El estremecimiento en la cúspide de la estructura del poder público estatal ocasionó bucles de inestabilidad en los ayuntamientos, sobre todo en lo relacionado con la obra pública proyectada para concretarse este año y programas de apoyo a comunidades marginadas que no admiten demoras porque profundizan los rezagos.

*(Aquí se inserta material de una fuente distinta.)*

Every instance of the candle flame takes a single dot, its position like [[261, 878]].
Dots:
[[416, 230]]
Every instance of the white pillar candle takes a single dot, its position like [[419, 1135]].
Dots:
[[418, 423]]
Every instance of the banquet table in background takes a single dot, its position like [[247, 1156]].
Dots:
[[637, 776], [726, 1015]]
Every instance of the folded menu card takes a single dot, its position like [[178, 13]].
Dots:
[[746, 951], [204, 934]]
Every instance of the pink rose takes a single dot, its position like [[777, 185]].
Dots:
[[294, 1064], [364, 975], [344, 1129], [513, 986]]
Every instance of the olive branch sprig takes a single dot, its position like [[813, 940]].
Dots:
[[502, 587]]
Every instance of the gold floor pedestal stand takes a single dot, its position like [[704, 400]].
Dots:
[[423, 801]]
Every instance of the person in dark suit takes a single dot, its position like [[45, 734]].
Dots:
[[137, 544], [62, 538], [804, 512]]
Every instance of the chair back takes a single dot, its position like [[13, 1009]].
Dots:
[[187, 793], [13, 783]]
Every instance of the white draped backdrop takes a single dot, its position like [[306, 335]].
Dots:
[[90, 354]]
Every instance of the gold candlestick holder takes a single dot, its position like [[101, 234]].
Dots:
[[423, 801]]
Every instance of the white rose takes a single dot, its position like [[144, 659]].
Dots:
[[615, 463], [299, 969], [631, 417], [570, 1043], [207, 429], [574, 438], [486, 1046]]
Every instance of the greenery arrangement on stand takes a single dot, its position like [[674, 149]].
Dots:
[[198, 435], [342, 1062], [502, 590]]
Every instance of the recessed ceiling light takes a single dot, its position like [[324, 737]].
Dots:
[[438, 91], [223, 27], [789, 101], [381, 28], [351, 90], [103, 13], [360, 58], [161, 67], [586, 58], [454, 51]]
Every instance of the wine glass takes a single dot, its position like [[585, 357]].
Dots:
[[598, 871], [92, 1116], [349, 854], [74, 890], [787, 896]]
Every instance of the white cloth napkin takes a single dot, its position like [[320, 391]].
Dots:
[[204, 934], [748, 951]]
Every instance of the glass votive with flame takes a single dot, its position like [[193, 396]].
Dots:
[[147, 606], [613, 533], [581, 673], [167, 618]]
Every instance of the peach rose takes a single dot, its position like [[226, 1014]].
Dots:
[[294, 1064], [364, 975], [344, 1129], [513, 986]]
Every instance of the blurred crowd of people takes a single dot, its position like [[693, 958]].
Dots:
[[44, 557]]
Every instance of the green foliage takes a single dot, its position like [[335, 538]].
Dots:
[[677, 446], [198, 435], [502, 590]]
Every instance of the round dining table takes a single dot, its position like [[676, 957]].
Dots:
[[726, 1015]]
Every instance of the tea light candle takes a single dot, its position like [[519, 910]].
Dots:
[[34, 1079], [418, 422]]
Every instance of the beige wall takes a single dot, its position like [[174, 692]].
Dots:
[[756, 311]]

La gobernadora refrendó la continuación de las acciones calendarizadas no sólo en infraestructura urbana sino tambien en repaldo de la seguridad pública, programas sociales, eliminando así la preocupación de las y los ediles que veían venir el replanteamiento de la inversión pública y las prioridades por el hecho de que Rocha se ausente del cargo.

La parálisis o ralentización de Sinaloa en lo económico y social es lo que menos conviene en el contexo de complicaciones de índole gubernamental, lo cual espolea a las instituciones y ciudadanos a que unan fuerzas y estrechen lazos en favor de la gobernabilidad que es condición indispensable para el bienestar común.

Los sinaloenses debemos colaborar sin distingos para que continúe el curso normal del estado, por encima de diferencias o ciclos políticos que comprometan lo fundamental. La Gobernadora interina traza rutas en ese sentido y define temas que más importan sin dejarle lugar ni tiempo a descuidos y apatias que  compliquen más las de por sí devastadoras crisis que aquejan a Sinaloa.